Colleges have been using rivalry between themselves and even between dormitories to reduce energy use for over a decade, and they are refining their techniques.

At Central College in Pella, Iowa, students in a new green dorm can go to the school’s Web site to find out how much power their suite is using and compare it with that of other suites.

“It gets pretty intense,” said Michael Lubberden, director of facilities planning and management for the college. “The students even go off campus to charge their cellphones.”

Competition among homeowners is still rare, but is becoming more widespread. In Massachusetts, the BrainShift Foundation, a nonprofit that uses games to raise environmental awareness, recruited towns to compete in a reality series, called “Energy Smackdown,” which is shown on a local cable station.

At the start of this year’s season, 10 families from Cambridge, Medford and Arlington formed teams and competed against one another in conservation categories that included waste, heating fuel, electricity and food. Patty Nolan, 51, who lives in Cambridge with her husband and two children, agreed to participate because, she said, although family members thought of themselves as “environmentally conscious,” they knew they could be doing more.

But her motives shifted after eight months of trash weigh-ins and comparative meter readings.

“At the beginning, the competition wasn’t what interested me,” Ms. Nolan said, “but then when we lost a challenge to Arlington by one pound of carbon, I realized I really wanted to win.”

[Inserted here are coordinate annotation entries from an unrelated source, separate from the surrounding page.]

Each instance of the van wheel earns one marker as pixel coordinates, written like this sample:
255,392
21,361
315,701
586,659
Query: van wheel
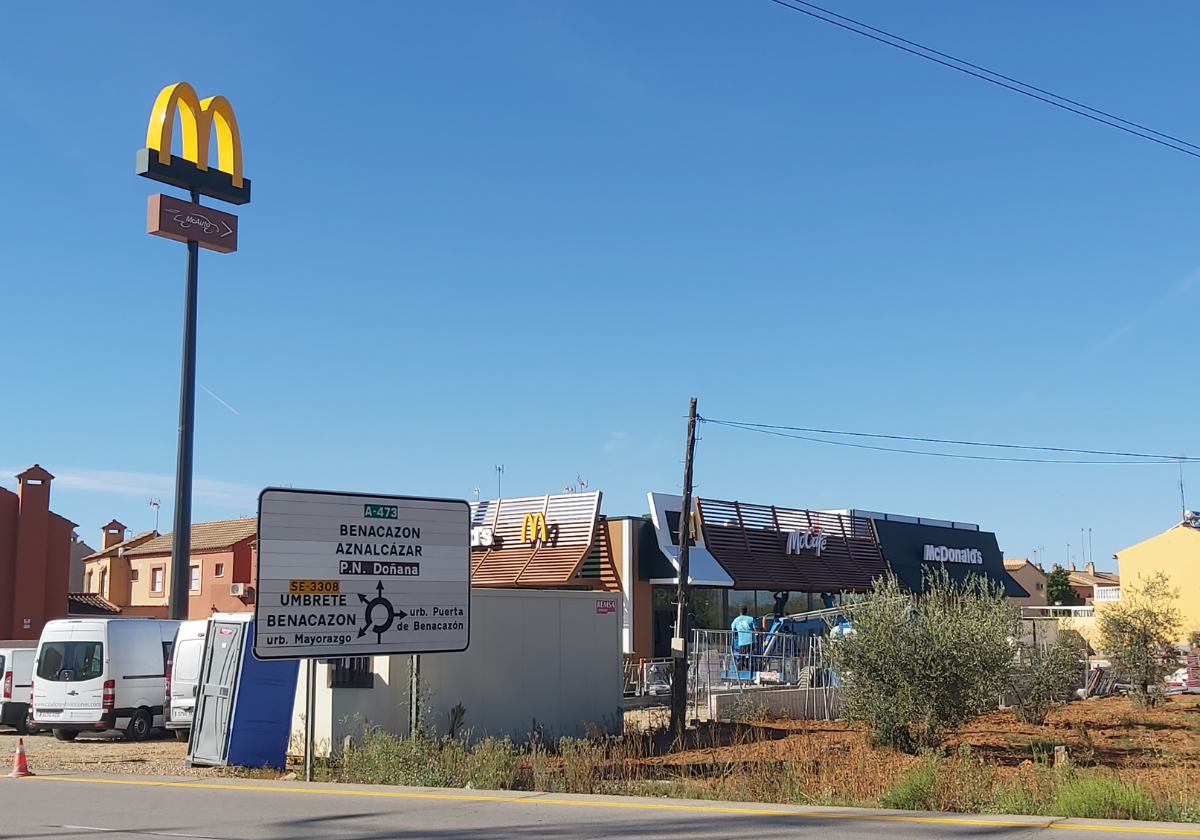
139,726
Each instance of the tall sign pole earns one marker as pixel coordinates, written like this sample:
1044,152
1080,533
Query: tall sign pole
683,593
199,227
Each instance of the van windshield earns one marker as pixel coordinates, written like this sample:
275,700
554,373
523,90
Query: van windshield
71,661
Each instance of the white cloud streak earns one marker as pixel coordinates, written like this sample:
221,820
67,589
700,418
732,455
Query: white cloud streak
207,491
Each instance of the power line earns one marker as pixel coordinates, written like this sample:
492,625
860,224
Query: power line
990,76
791,432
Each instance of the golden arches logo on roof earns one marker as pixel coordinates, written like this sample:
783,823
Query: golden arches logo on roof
534,525
197,119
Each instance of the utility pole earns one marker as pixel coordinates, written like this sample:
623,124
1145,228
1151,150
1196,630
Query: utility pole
683,593
181,532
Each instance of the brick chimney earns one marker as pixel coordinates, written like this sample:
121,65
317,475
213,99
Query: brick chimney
114,533
29,587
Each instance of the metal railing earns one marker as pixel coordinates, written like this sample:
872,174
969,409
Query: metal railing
773,661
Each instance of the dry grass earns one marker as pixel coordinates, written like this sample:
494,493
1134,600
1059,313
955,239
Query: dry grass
1144,765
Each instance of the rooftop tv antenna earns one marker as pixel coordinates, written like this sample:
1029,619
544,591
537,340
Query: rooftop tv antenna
1183,504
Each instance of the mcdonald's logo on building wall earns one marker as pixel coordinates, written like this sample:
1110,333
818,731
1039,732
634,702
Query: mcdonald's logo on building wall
534,525
192,171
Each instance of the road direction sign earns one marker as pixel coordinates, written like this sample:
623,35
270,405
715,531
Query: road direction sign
357,575
183,221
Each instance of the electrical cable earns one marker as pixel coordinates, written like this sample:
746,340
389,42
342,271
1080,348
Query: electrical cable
985,75
787,432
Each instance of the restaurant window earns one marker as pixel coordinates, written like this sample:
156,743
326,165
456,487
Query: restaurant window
352,672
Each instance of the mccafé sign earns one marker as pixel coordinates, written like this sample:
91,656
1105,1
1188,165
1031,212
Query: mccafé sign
943,555
803,540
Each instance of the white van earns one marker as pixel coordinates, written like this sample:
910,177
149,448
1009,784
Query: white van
102,673
16,681
184,675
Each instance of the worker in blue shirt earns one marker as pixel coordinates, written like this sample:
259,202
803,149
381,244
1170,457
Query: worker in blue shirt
743,640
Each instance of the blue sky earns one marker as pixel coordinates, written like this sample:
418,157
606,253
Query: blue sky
526,233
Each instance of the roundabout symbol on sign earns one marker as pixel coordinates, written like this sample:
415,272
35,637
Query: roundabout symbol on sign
383,603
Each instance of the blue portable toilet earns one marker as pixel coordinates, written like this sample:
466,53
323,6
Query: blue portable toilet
243,705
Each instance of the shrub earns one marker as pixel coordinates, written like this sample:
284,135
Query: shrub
1139,631
1098,797
1059,589
1044,676
916,790
915,666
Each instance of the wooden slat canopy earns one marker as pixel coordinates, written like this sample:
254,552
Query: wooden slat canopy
522,555
750,541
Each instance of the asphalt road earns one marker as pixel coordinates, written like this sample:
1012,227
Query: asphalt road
93,807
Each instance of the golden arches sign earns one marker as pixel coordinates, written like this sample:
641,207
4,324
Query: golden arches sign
197,119
534,525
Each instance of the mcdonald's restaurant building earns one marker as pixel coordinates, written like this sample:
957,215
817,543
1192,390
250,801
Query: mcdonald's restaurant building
739,555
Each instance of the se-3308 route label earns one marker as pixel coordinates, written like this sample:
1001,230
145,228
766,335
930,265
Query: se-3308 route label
353,575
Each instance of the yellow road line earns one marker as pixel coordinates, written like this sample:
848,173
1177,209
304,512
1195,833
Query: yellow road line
645,805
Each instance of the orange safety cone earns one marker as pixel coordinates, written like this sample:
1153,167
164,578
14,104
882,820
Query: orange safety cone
19,766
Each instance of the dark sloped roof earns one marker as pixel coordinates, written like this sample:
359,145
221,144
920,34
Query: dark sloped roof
205,537
750,543
89,604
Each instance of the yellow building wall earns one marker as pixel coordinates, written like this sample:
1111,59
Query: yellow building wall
1177,553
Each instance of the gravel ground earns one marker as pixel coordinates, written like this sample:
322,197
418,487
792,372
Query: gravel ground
162,755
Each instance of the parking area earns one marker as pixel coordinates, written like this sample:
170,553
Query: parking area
161,755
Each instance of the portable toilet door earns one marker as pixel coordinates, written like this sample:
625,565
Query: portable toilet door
217,687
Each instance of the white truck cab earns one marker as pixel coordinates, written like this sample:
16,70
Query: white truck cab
95,675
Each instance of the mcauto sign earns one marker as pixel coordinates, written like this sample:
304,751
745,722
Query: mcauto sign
355,575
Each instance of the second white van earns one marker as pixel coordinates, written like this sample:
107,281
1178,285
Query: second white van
184,675
95,675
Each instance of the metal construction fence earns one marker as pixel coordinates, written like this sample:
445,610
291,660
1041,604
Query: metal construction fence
778,672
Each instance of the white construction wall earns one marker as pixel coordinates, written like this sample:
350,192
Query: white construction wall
543,659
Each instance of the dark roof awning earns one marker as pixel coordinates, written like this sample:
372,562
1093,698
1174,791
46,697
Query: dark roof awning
837,552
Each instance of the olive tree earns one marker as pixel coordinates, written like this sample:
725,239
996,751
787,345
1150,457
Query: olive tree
1138,634
916,666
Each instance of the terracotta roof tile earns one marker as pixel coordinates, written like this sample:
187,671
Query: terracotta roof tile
132,543
205,537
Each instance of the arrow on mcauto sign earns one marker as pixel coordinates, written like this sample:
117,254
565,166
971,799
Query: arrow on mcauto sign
370,624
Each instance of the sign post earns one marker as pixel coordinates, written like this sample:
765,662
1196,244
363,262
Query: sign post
354,575
199,227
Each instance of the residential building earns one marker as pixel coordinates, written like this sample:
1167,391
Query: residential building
1175,552
1032,579
109,576
221,574
1085,582
35,557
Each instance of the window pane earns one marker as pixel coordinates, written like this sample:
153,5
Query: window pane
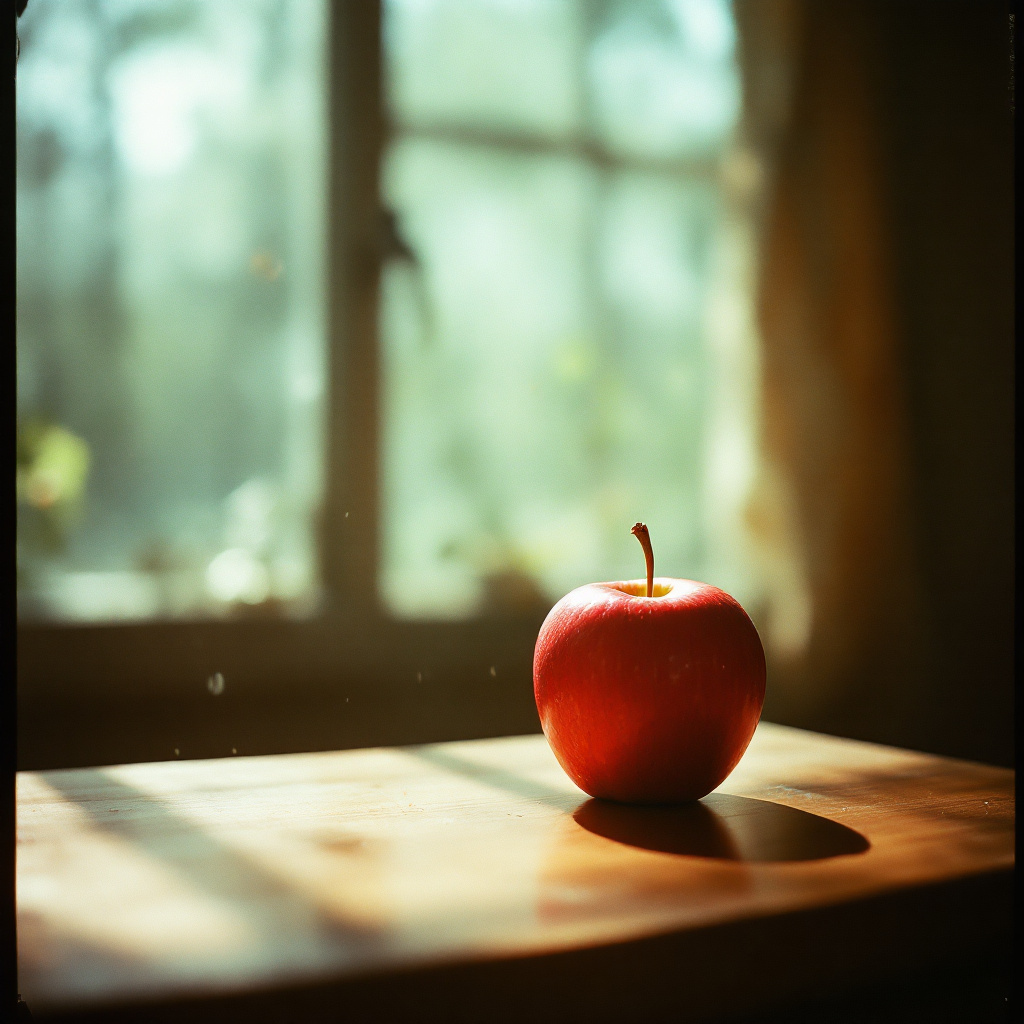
567,349
484,64
170,205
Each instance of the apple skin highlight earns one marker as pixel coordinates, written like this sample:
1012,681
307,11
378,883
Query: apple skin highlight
648,699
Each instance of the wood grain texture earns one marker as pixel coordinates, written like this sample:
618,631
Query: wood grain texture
473,881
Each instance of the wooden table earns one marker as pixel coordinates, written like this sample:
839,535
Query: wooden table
473,881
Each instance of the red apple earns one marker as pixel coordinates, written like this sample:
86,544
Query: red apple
648,693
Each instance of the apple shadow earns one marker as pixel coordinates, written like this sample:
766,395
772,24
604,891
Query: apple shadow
722,826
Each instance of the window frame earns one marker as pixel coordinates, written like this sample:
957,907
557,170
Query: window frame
350,675
95,693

Though keeping two cars, Ms. Nolan said, the family is now much more conscious about everyday choices. They use bicycles more often, they have cut down on eating beef (raising cows requires more energy than raising vegetables), and they argue about whether airplane travel is really necessary.

“It really blows your monthly carbon budget,” Ms. Nolan explained.

Donald Kelley, executive director of the BrainShift Foundation, said the conservation outcomes of the competition had been far greater than he had predicted, with households reducing consumption up to 66 percent.

“As Americans, we are good at entertainment and competition,” Mr. Kelley said. “It’s why on ‘American Idol’ they get 40 million voters. It’s the part of this culture that people really understand, and we should be harnessing it.”